Centralne Biuro Antykorupcyjne twierdzi, że szef klubu Platforma Obywatelska – Koalicja Obywatelska Sławomir Neumann wydawał fundusze zasilające jego biuro poselskie na biżuterię, posiłki w restauracjach i alkohol. Polityk zapowiada, że złoży w prokuraturze zawiadomienie przeciwko CBA, które, jak twierdzi, działając na polityczne zamówienie, próbuje go oczerniać i pomawiać.

Według informacji, do których dotarł „Super Express”, 29 lipca tego roku CBA skierowało do Prokuratury Okręgowej w Jeleniej Górze pismo, w którym zarzuca Neumannowi poświadczenie nieprawdy i składanie fałszywych zeznań. Chodzi o kontrolę oświadczeń majątkowych posła PO z lat 2013–2018. Zdaniem agentów CBA Neumann wykorzystywał pieniądze przeznaczone na prowadzenie biura poselskiego na cele prywatne.

– To, co robi CBA, to udział w absolutnie brudnej i oszczerczej kampanii politycznej. Nigdy nie rozliczałem w biurze poselskim – i nie ma takich rozliczeń w biurze kancelarii Sejmu – ubrań, kosmetyków czy innych tego typu wydatków. Wszystkie moje rozliczenia biura poselskiego są przyjmowane bez zastrzeżeń. To manipulacja, której dopuszcza się CBA. A niektórzy te oszczerstwa powtarzają – wyjaśnia szef klubu PO-KO. Dodaje, że padł ofiarą nagonki, a polityczni przeciwnicy pragną go zdyskredytować przed wyborami parlamentarnymi.

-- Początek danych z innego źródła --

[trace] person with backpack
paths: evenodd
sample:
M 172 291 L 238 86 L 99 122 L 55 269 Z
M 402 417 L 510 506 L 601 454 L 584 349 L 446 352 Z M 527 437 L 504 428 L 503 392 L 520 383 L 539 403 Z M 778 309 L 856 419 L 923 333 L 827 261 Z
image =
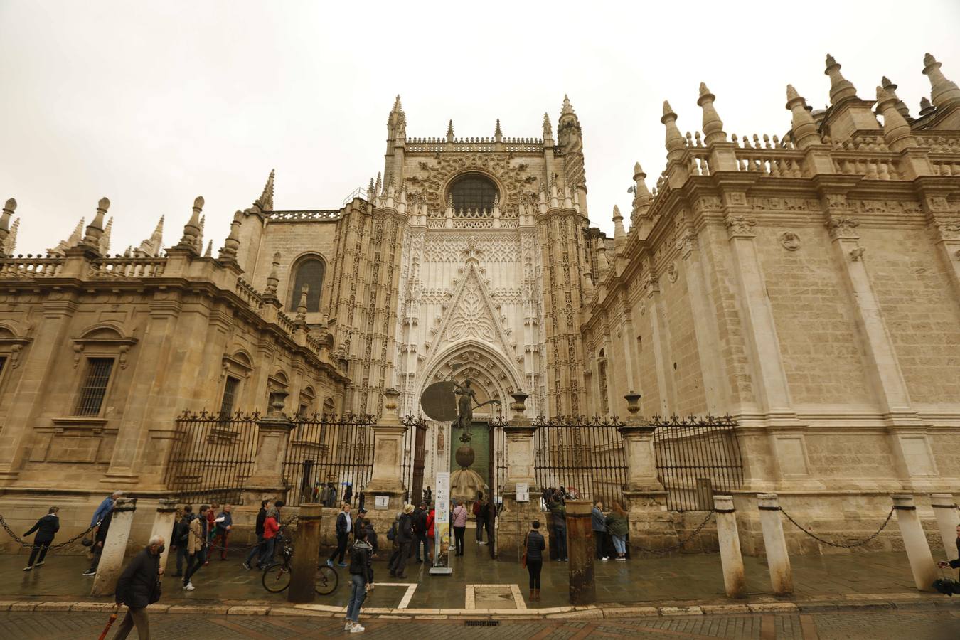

Z ustaleń śledczych CBA wynika, że Sławomir Neumann miał wydać 248 zł w salonie biżuterii oraz ponad 500 zł w jednym ze sklepów z ubraniami. Agenci wykryli też transakcję w starogardzkiej Galerii Alkoholi na kwotę 325,72 zł oraz rachunki w restauracjach sięgające jednorazowo ponad 300 zł. Polityk opozycji miał wydać też 58 zł w popularnej pizzerii.